DreamHost — a US-based web hosting provider — revealed today that the Department of Justice (DOJ) had issued a search warrant in an attempt to obtain details about one of its customers, and the people who visited its website.
The site in question is disruptj20.org, a website used by a group of users to organize anti-Trump protests in Washington, DC ahead of President Donald Trump's inauguration day, on January 20.
Some of these protests turned violent, and the DOJ started an investigation into the riots that spun out of the original rally.
Today, DreamHost published a search warrant issued by the DOJ on July 12 that allowed investigators to seize various types of data from its servers. The list included the site's source code, logs, databases, email accounts, domain information, and others.
DreamHost said it decided to fight the search warrant because this would have implied that they hand over 1.3 million IP addresses of people who visited the site.
This data, combined with logs and timestamps, would have allowed government officials to identify with great accuracy who accessed the site and create a list of anti-Trump supporters.
"That information could be used to identify any individuals who used this site to exercise and express political speech protected under the Constitution’s First Amendment," a DreamHost spokesperson said today. "That should be enough to set alarm bells off in anyone’s mind."
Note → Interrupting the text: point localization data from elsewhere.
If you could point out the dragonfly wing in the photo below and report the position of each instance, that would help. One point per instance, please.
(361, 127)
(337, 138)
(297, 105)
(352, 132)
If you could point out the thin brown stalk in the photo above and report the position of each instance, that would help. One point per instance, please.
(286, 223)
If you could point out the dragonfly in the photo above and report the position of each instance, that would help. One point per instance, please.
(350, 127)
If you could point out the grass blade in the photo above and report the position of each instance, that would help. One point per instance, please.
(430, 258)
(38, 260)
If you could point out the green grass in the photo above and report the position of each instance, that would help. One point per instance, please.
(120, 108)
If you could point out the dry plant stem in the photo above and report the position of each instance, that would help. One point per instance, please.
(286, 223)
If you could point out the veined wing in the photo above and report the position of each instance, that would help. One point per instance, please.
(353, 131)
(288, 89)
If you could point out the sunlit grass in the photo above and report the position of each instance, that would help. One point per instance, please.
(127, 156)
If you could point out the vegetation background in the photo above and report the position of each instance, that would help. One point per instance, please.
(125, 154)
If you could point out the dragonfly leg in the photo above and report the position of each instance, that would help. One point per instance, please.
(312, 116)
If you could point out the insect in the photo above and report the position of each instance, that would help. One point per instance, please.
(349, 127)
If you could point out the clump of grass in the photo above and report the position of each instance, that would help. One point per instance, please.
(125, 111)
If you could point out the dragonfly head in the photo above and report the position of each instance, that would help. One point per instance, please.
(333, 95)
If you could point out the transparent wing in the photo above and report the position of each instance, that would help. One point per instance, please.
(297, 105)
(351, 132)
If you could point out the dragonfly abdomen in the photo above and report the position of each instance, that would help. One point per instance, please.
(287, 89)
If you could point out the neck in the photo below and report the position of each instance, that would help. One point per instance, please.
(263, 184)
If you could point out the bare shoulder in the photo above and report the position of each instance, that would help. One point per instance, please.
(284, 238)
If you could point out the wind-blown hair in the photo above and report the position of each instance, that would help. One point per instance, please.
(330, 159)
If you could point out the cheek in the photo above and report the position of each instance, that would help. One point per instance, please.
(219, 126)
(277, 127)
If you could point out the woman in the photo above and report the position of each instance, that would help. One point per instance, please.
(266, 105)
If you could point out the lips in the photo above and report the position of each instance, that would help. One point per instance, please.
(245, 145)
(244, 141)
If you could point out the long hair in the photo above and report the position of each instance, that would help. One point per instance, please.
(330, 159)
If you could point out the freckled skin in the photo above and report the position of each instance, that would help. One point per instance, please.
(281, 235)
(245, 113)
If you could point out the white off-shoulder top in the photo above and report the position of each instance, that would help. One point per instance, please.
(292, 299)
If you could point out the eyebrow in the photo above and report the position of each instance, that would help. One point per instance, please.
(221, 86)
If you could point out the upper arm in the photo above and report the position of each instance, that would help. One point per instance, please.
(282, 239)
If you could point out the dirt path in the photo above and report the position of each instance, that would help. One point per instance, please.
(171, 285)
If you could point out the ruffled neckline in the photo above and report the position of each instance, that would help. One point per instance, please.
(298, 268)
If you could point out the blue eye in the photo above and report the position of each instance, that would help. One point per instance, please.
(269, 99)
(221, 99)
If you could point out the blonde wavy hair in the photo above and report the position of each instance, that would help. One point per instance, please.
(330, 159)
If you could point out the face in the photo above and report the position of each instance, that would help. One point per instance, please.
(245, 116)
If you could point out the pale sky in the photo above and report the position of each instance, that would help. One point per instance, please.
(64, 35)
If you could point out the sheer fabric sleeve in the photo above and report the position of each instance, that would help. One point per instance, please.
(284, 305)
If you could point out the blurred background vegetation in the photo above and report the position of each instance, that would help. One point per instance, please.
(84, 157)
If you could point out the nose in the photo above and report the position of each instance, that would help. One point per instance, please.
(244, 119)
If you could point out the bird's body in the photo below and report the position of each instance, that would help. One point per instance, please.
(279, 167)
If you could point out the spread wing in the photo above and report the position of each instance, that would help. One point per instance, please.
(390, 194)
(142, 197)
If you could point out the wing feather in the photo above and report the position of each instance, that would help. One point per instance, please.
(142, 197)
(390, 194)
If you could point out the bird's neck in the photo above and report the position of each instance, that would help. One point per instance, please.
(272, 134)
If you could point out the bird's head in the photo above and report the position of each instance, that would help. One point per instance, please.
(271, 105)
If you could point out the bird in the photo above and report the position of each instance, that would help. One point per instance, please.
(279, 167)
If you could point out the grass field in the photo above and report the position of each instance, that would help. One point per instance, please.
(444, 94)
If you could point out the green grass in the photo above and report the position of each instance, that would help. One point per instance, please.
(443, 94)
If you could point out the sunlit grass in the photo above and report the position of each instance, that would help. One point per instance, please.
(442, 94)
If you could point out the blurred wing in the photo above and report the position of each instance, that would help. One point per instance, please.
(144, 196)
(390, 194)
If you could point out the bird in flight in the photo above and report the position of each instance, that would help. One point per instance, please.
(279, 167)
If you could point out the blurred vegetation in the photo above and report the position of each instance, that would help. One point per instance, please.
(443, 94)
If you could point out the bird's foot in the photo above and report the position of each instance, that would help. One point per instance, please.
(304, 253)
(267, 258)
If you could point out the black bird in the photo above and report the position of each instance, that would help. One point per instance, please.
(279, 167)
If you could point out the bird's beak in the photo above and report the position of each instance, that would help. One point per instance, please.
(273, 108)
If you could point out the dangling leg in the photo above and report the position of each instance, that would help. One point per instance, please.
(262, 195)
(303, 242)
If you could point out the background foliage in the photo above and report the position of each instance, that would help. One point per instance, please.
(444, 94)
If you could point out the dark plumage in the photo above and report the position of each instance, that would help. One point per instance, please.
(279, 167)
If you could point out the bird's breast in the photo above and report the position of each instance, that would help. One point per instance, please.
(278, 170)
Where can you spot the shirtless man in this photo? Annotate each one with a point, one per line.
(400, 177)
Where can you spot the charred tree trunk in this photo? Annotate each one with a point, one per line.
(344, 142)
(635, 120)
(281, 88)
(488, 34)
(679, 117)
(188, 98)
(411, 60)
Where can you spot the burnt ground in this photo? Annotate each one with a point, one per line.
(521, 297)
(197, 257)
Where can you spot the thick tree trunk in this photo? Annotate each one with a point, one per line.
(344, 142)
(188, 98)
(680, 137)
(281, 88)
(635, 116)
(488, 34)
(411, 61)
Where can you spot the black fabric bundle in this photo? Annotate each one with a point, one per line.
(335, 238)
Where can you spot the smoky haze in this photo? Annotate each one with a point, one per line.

The web host says it's been fighting the search warrant for more than a month with legal counsel from the Electronic Frontier Foundation (EFF). They first tried to convince the DOJ to narrow the scope of the data they were looking for, but the government refused.
"No plausible explanation exists for a search warrant of this breadth, other than to cast a digital dragnet as broadly as possible," said today Mark Rumold of the EFF. "But the Fourth Amendment was designed to prohibit fishing expeditions like this. Those concerns are especially relevant here, where DOJ is investigating a website that served as a hub for the planning and exercise of First Amendment-protected activities."
"DreamHost did the right thing," Rumold added, "it stood up for its users."
DreamHost and the DOJ will face off in court this Friday, on August 18.